国王は自ら上衣を脱ぎ、手を縛られた後、ゆっくりと階段を上った。

 国王は群集の方に振り向き叫んだ。

「人民よ、私は無実のうちに死ぬ。」

 太鼓の音がその声を閉ざす。

 国王は傍らの人々にこう言った。

「余は余の死を作り出した者を許す。余の血が二度と、祖国に落ちることのないように神に祈りたい」。

 そうして、国王と王妃は、処刑されて、断頭台の露となって消えた。

 マリーアントワネットは、女帝マリーテレジアの皇女らしく、最後まで毅然とした態度で、
処刑に臨んだらしい。

“罪人として、ギロチンに上るのならば、恥ずべきことだが、罪ももなくギロチンに上ることは恥ではない。
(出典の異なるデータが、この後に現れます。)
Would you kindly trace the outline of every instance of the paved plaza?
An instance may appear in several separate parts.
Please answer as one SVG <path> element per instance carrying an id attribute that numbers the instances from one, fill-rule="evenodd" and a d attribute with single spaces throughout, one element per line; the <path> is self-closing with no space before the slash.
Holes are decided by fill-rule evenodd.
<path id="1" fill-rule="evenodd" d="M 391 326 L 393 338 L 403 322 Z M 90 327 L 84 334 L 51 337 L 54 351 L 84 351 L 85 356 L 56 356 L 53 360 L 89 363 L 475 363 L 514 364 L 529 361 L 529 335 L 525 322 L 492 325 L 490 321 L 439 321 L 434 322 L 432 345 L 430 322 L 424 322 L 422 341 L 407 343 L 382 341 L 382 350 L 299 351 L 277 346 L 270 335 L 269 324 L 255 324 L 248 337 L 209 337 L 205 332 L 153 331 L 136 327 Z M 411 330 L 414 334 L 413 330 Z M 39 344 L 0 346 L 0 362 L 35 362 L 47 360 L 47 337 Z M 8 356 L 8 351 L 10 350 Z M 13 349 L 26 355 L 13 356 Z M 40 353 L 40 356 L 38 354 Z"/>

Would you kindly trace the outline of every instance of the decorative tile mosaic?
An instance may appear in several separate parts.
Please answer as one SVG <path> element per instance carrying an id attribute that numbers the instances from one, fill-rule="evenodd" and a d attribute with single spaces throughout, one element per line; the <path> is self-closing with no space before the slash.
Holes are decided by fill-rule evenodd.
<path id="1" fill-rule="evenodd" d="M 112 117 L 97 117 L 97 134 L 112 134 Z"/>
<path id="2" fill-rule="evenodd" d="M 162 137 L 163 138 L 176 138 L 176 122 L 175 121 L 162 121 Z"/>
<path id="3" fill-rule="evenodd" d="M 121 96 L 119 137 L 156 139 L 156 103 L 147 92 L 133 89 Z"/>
” 
が最期の言葉だったらしい。

 それが、私が、後で聞いた話だった。

 私は、思わず、西の方角に両手を合わせて、時代の流れに逆らえなかった二人の冥福を祈った。


 涙が零れてきて、頬に一筋の跡を作った。


 革命政府は、先程言ったように、ロベスピエール派、ダンカン派、エベール派に分かれていた。

 風の噂で、新革命政府のことが流れてくる。

 どうも、寛容派のダンカンと急進左派のエベール、中道左派のロベスピエールが上手く協調を取れていないらしい。

 エベール派は下層市民を支持基盤としていた。

 ブルジョワの繋がりの多いダンカン派。

 ロベスピエール派がサンジュスト、クートンを入れて。エベール派とダンカン派を退けて、三頭政治を始めた。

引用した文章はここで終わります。